Lubię tam wracać, bo w Gdańsku czas płynie trochę inaczej. Więc wiesz, czego mi brakuje? Takiego chilloutu. Ludzie w Trójmieście mają większy dystans do niektórych spraw, przewietrzone głowy, nie spinają się jak w Warszawie. Nie ma tej bieganiny, gonitwy, przynajmniej nie w takim stopniu jak tutaj.

Długo musiałeś przyzwyczajać się do tempa życia w Warszawie?

Nie, zwłaszcza, że na początku ten zgiełk Warszawy, ferment… też kulturalny, bo tu się dużo więcej dzieje na tym polu niż w Trójmieście, bardzo mi się podobały. Ale może jakaś zmiana we mnie zachodzi? Bo im dłużej tu mieszkam, tym bardziej męczy mnie dynamika tego miasta. Kiedyś byłem dużo bardziej aktywny – chodziłem częściej na imprezy, cały czas właściwie spotykałem się ze znajomymi. A teraz wolę wrócić do domu, włączyć „The Crown” i spędzić czas z moim psem.
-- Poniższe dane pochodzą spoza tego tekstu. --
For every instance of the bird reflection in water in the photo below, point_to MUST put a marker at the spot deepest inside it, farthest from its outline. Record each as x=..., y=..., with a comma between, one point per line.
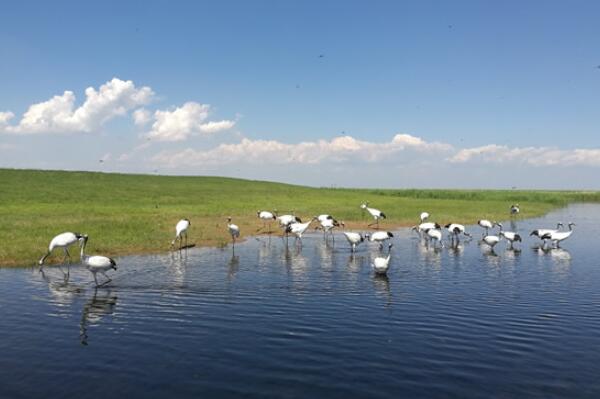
x=456, y=248
x=97, y=307
x=295, y=262
x=62, y=291
x=381, y=283
x=234, y=266
x=355, y=262
x=325, y=252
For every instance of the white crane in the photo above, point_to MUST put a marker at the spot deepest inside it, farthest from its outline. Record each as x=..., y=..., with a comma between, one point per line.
x=540, y=233
x=558, y=236
x=423, y=227
x=491, y=240
x=298, y=229
x=455, y=230
x=96, y=263
x=380, y=237
x=234, y=230
x=181, y=231
x=435, y=235
x=267, y=217
x=285, y=220
x=510, y=236
x=64, y=241
x=376, y=213
x=486, y=224
x=380, y=264
x=327, y=223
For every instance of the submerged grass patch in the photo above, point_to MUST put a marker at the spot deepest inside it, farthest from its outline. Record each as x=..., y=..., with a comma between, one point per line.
x=127, y=214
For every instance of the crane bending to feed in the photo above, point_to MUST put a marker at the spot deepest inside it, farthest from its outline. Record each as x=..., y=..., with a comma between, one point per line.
x=64, y=241
x=376, y=213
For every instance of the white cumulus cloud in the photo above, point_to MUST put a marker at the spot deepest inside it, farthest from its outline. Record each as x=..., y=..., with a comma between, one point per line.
x=533, y=156
x=183, y=122
x=60, y=114
x=339, y=149
x=141, y=116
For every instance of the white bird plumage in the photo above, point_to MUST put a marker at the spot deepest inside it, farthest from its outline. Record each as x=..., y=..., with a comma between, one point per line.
x=64, y=241
x=540, y=233
x=510, y=236
x=267, y=217
x=354, y=239
x=234, y=230
x=380, y=237
x=381, y=264
x=285, y=220
x=455, y=229
x=558, y=236
x=486, y=224
x=376, y=213
x=298, y=229
x=435, y=235
x=96, y=263
x=181, y=230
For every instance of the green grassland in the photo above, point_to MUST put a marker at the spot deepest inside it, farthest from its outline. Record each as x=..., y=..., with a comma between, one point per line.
x=128, y=214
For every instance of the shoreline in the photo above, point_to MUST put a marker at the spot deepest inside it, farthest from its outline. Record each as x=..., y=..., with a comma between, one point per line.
x=53, y=260
x=137, y=214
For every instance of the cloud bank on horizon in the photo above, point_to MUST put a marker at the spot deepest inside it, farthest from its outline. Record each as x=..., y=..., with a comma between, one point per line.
x=185, y=139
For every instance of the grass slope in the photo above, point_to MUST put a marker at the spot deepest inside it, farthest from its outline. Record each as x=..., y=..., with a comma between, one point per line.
x=126, y=214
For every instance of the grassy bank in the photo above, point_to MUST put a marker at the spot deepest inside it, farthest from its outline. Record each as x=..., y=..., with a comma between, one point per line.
x=127, y=214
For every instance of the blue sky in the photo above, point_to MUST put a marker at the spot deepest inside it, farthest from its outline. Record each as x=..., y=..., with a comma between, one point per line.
x=510, y=91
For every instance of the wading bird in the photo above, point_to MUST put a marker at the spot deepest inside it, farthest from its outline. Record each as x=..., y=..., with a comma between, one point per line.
x=491, y=240
x=380, y=264
x=234, y=230
x=423, y=227
x=379, y=237
x=181, y=230
x=64, y=241
x=540, y=233
x=96, y=263
x=510, y=236
x=285, y=220
x=486, y=224
x=298, y=229
x=514, y=209
x=376, y=213
x=267, y=217
x=435, y=235
x=455, y=230
x=327, y=223
x=558, y=236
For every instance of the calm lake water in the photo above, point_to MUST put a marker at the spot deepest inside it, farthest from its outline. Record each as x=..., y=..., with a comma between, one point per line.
x=278, y=322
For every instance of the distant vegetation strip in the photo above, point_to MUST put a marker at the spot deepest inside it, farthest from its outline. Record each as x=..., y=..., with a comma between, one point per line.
x=132, y=214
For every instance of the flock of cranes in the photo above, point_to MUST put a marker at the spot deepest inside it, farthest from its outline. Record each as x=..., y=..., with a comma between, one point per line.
x=431, y=232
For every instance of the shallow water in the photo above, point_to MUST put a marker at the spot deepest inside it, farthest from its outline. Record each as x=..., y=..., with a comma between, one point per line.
x=272, y=321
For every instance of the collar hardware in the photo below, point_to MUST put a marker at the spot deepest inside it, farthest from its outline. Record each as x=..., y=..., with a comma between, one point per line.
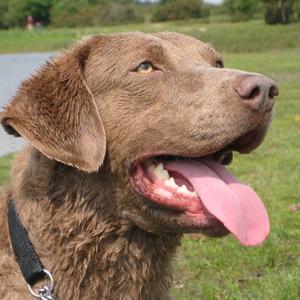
x=30, y=265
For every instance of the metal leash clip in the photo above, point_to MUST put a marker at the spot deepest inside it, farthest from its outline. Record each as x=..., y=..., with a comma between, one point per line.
x=45, y=292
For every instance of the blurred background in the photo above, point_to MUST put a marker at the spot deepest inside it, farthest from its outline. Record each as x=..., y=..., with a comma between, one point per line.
x=254, y=35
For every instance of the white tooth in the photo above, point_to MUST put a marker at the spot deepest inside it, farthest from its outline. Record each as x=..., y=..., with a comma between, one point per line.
x=183, y=189
x=171, y=183
x=193, y=193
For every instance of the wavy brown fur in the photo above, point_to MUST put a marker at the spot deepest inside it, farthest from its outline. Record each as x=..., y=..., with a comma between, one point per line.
x=87, y=115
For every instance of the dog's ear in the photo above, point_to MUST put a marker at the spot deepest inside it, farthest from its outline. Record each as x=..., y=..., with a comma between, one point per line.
x=55, y=111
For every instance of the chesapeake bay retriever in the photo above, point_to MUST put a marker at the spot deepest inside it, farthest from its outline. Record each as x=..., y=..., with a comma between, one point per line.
x=127, y=137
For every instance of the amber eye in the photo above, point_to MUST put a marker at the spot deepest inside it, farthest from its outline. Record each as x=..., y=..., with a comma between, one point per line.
x=145, y=68
x=219, y=64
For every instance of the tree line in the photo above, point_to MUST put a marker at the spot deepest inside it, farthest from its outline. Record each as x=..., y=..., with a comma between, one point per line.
x=78, y=13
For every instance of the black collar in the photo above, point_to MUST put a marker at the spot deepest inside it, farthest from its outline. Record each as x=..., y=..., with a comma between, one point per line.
x=30, y=265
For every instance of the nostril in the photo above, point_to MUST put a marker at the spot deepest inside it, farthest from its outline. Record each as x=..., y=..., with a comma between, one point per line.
x=274, y=91
x=254, y=93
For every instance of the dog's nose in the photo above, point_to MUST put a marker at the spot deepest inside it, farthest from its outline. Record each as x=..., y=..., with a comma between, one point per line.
x=257, y=91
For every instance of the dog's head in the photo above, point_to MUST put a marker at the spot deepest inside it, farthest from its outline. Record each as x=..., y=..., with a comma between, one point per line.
x=163, y=112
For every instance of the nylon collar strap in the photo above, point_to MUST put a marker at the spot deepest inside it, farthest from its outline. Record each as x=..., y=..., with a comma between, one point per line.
x=27, y=259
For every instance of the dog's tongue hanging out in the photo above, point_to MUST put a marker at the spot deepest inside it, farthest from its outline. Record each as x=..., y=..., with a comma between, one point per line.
x=233, y=203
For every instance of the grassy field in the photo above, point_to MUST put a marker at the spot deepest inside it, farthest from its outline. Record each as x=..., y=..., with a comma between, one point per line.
x=221, y=269
x=230, y=37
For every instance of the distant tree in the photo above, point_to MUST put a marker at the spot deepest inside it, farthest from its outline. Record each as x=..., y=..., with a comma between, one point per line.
x=278, y=11
x=179, y=10
x=241, y=10
x=74, y=13
x=18, y=11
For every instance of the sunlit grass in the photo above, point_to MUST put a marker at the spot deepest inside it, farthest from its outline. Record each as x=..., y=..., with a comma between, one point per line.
x=249, y=36
x=221, y=268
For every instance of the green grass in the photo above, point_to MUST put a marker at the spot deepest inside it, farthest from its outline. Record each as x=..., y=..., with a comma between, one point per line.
x=221, y=268
x=230, y=37
x=5, y=164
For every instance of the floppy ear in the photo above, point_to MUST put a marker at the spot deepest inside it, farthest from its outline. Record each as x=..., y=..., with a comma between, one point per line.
x=55, y=111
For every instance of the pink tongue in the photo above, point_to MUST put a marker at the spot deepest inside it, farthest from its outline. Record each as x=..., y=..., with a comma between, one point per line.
x=235, y=204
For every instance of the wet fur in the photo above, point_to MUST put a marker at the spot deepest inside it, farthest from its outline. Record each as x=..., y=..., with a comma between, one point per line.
x=86, y=116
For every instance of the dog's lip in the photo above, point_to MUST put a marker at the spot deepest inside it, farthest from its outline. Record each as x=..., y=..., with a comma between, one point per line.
x=243, y=144
x=187, y=210
x=203, y=221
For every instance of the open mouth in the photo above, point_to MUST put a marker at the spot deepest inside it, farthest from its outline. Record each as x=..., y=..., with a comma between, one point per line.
x=203, y=190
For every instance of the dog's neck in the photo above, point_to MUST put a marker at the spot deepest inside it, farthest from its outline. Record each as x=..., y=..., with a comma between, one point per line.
x=91, y=252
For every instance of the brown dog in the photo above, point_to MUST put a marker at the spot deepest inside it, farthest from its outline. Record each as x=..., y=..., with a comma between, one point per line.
x=107, y=184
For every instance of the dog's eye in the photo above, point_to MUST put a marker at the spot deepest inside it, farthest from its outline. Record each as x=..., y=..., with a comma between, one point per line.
x=145, y=68
x=219, y=64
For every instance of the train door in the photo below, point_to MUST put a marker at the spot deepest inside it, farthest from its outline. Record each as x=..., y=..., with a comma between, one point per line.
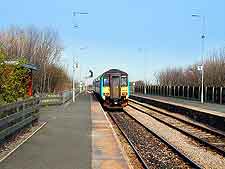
x=115, y=86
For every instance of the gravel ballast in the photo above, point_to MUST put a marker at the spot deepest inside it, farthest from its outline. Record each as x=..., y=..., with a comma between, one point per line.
x=154, y=152
x=198, y=153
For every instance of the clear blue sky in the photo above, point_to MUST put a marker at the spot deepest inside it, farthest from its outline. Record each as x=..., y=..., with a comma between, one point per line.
x=115, y=30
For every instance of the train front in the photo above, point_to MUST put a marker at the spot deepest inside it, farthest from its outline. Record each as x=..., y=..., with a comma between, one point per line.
x=116, y=89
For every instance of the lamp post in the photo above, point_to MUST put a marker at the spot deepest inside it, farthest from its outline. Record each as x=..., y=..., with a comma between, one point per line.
x=75, y=64
x=202, y=53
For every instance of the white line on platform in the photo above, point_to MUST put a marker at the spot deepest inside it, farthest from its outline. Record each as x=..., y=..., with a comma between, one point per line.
x=7, y=155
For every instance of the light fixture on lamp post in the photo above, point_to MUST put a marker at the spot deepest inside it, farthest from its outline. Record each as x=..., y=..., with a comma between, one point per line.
x=201, y=67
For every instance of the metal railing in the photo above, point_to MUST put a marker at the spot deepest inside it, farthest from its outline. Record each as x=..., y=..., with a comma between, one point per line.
x=211, y=94
x=16, y=116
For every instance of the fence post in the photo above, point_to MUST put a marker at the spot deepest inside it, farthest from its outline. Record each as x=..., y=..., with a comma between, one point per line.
x=193, y=92
x=206, y=93
x=221, y=95
x=169, y=90
x=213, y=99
x=188, y=92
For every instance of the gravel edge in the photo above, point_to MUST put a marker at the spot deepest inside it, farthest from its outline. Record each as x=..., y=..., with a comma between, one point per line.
x=15, y=144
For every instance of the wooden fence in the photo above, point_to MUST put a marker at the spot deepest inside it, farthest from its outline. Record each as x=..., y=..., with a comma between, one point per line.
x=16, y=116
x=211, y=94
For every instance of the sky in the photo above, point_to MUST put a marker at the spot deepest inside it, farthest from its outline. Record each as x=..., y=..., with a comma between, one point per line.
x=141, y=37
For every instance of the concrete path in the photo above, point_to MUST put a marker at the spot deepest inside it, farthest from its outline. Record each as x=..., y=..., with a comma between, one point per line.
x=64, y=143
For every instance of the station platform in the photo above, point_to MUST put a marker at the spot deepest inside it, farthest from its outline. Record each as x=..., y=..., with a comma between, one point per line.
x=76, y=136
x=106, y=149
x=210, y=114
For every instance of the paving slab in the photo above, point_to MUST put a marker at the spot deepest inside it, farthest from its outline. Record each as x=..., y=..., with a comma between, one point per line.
x=64, y=143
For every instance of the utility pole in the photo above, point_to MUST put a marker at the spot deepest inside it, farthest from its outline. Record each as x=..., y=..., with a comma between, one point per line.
x=73, y=79
x=202, y=53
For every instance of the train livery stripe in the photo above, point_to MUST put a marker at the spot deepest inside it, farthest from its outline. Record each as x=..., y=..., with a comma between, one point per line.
x=128, y=86
x=101, y=87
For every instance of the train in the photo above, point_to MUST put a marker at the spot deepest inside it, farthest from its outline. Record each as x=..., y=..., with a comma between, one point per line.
x=112, y=87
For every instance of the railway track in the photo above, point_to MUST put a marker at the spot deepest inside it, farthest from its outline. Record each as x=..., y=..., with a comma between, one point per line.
x=152, y=150
x=203, y=134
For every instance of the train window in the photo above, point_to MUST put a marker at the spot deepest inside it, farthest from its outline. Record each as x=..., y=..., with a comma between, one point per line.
x=123, y=81
x=106, y=81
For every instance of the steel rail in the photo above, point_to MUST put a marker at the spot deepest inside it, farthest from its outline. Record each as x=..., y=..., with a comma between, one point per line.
x=131, y=144
x=182, y=155
x=202, y=141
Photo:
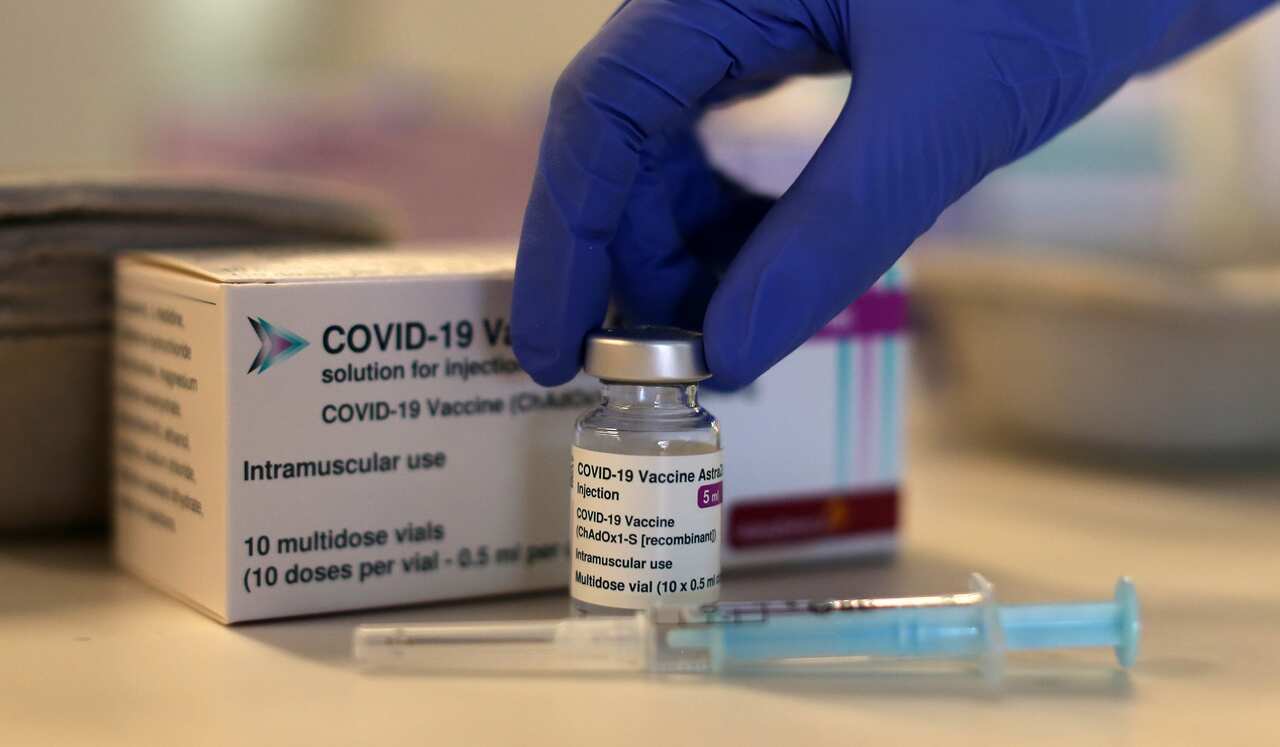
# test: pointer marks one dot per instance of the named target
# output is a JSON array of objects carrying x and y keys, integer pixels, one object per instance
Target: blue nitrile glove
[{"x": 944, "y": 92}]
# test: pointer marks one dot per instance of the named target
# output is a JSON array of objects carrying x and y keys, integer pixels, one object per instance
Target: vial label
[{"x": 645, "y": 528}]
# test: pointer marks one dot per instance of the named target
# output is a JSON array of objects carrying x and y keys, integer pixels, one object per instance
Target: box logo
[{"x": 278, "y": 344}]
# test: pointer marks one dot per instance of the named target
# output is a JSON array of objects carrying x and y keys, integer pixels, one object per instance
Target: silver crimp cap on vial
[{"x": 645, "y": 354}]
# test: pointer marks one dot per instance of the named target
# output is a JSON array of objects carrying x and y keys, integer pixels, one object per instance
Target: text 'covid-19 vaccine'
[{"x": 648, "y": 476}]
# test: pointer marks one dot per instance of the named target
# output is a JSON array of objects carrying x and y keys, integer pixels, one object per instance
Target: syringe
[{"x": 743, "y": 637}]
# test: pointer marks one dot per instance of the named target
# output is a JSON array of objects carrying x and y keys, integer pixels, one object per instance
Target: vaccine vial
[{"x": 648, "y": 477}]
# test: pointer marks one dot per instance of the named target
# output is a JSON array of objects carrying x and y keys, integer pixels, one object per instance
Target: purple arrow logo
[{"x": 278, "y": 344}]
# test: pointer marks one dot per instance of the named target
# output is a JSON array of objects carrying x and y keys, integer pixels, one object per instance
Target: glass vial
[{"x": 648, "y": 477}]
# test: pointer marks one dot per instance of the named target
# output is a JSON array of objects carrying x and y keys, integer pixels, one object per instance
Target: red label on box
[{"x": 785, "y": 521}]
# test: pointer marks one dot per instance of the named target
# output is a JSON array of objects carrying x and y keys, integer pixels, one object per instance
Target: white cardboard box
[{"x": 306, "y": 431}]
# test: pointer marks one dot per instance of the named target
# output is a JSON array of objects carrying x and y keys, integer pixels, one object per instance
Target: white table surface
[{"x": 91, "y": 656}]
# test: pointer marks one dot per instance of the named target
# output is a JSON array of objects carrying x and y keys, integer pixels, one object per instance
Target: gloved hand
[{"x": 944, "y": 92}]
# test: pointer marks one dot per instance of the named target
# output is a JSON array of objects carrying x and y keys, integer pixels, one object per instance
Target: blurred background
[{"x": 432, "y": 102}]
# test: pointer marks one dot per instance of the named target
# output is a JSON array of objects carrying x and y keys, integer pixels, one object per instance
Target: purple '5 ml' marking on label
[{"x": 711, "y": 494}]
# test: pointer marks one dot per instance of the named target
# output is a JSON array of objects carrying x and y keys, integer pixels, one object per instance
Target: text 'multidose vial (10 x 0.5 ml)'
[{"x": 648, "y": 476}]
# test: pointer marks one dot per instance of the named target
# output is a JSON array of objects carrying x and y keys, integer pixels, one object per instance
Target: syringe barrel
[
  {"x": 1059, "y": 626},
  {"x": 935, "y": 632}
]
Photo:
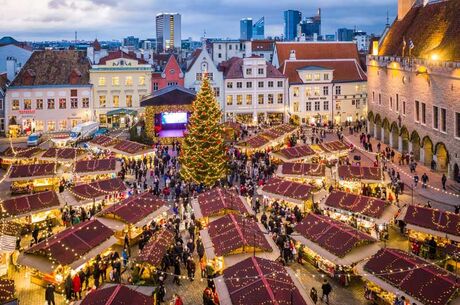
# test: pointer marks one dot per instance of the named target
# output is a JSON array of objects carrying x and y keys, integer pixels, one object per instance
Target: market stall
[
  {"x": 51, "y": 260},
  {"x": 367, "y": 214},
  {"x": 390, "y": 273},
  {"x": 127, "y": 217},
  {"x": 19, "y": 155},
  {"x": 154, "y": 251},
  {"x": 121, "y": 294},
  {"x": 423, "y": 223},
  {"x": 303, "y": 172},
  {"x": 98, "y": 192},
  {"x": 219, "y": 202},
  {"x": 302, "y": 153},
  {"x": 232, "y": 238},
  {"x": 333, "y": 247},
  {"x": 331, "y": 150},
  {"x": 365, "y": 180},
  {"x": 289, "y": 192},
  {"x": 259, "y": 281},
  {"x": 96, "y": 169},
  {"x": 33, "y": 178},
  {"x": 268, "y": 139},
  {"x": 41, "y": 209}
]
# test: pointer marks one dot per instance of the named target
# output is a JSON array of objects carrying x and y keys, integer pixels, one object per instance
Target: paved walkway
[{"x": 434, "y": 190}]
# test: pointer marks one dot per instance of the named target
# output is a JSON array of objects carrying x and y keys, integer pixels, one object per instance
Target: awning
[{"x": 121, "y": 111}]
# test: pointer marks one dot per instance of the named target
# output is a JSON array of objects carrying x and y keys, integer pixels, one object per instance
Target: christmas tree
[{"x": 203, "y": 158}]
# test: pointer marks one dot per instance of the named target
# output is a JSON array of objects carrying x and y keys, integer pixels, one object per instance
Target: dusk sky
[{"x": 115, "y": 19}]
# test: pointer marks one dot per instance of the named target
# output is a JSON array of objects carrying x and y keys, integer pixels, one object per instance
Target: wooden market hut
[
  {"x": 109, "y": 190},
  {"x": 257, "y": 280},
  {"x": 332, "y": 246},
  {"x": 230, "y": 239},
  {"x": 391, "y": 272},
  {"x": 116, "y": 295},
  {"x": 52, "y": 259},
  {"x": 131, "y": 214},
  {"x": 369, "y": 214},
  {"x": 299, "y": 153},
  {"x": 219, "y": 202}
]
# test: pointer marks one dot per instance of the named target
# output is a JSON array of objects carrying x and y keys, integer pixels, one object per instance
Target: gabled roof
[
  {"x": 345, "y": 70},
  {"x": 120, "y": 54},
  {"x": 171, "y": 95},
  {"x": 233, "y": 68},
  {"x": 52, "y": 67},
  {"x": 316, "y": 50},
  {"x": 433, "y": 28}
]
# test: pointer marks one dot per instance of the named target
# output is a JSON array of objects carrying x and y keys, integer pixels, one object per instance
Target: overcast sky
[{"x": 115, "y": 19}]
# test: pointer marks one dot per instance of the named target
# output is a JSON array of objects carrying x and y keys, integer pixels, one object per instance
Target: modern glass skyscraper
[
  {"x": 258, "y": 29},
  {"x": 291, "y": 21},
  {"x": 246, "y": 29},
  {"x": 168, "y": 31}
]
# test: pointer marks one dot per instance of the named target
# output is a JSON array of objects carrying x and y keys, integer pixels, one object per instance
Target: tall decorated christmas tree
[{"x": 203, "y": 158}]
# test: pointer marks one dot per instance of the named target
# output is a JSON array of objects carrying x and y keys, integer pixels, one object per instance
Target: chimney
[
  {"x": 404, "y": 6},
  {"x": 10, "y": 68}
]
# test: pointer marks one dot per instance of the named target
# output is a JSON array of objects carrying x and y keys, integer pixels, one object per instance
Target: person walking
[
  {"x": 49, "y": 294},
  {"x": 327, "y": 289}
]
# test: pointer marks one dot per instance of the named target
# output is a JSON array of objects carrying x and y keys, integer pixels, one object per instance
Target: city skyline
[{"x": 112, "y": 19}]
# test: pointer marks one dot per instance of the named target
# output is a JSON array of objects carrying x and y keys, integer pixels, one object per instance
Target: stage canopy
[
  {"x": 26, "y": 205},
  {"x": 333, "y": 236},
  {"x": 219, "y": 201},
  {"x": 116, "y": 295},
  {"x": 424, "y": 281},
  {"x": 258, "y": 281},
  {"x": 156, "y": 248}
]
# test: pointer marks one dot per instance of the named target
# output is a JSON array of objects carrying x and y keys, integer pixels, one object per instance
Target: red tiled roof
[
  {"x": 98, "y": 188},
  {"x": 233, "y": 232},
  {"x": 304, "y": 169},
  {"x": 156, "y": 248},
  {"x": 433, "y": 219},
  {"x": 426, "y": 282},
  {"x": 218, "y": 200},
  {"x": 135, "y": 208},
  {"x": 316, "y": 50},
  {"x": 103, "y": 140},
  {"x": 116, "y": 295},
  {"x": 364, "y": 205},
  {"x": 288, "y": 189},
  {"x": 433, "y": 28},
  {"x": 81, "y": 238},
  {"x": 346, "y": 70},
  {"x": 296, "y": 152},
  {"x": 260, "y": 281},
  {"x": 120, "y": 54},
  {"x": 98, "y": 165},
  {"x": 334, "y": 236},
  {"x": 21, "y": 152},
  {"x": 130, "y": 147},
  {"x": 32, "y": 170},
  {"x": 349, "y": 172},
  {"x": 233, "y": 69},
  {"x": 62, "y": 153},
  {"x": 30, "y": 203}
]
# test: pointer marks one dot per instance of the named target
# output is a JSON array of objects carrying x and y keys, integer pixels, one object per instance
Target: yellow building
[{"x": 120, "y": 80}]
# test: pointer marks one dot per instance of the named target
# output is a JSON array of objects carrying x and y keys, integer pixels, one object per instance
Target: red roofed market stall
[
  {"x": 332, "y": 246},
  {"x": 131, "y": 214},
  {"x": 230, "y": 239},
  {"x": 52, "y": 259},
  {"x": 368, "y": 214},
  {"x": 392, "y": 272},
  {"x": 218, "y": 202},
  {"x": 259, "y": 281}
]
Jak jeszcze lubisz spędzać wolny czas?

Mam go niewiele, bo dużo pracuję. Co roku w sezonie jesienno-zimowym mam kumulację zawodową. Zdałem sobie ostatnio sprawę z tego, że żyjemy w świecie, w którym wymaga się od nas funkcjonowania na wysokich obrotach, cały czas właściwie. I że ciągle musimy robić coś produktywnego, pożytecznego. A ja doceniam teraz właśnie te momenty w życiu, kiedy mogę sobie usiąść z filiżanką herbaty i owinięty kocem, obejrzeć jakiś serial, poczytać książkę, spędzić czas z bliskimi albo z przyjaciółmi. I zaczynam się dyscyplinować, żeby nie siedzieć tyle przed ekranem komputera albo smartfona, bo z doświadczenia wiem że może to wpływać bardzo destruktywnie na życie.

Jak ci się to udaje?

Na razie wprowadziłem sobie takie ograniczenie: pół godziny dziennie na instagramie. I kiedy ten czas upłynie, wyświetla mi się komunikat.

Stosujesz się?

Z reguły tak.

Ty jesteś naprawdę bardzo dobrze wychowany, skoro słuchasz nawet komunikatów wyświetlanych przez telefon. (śmiech)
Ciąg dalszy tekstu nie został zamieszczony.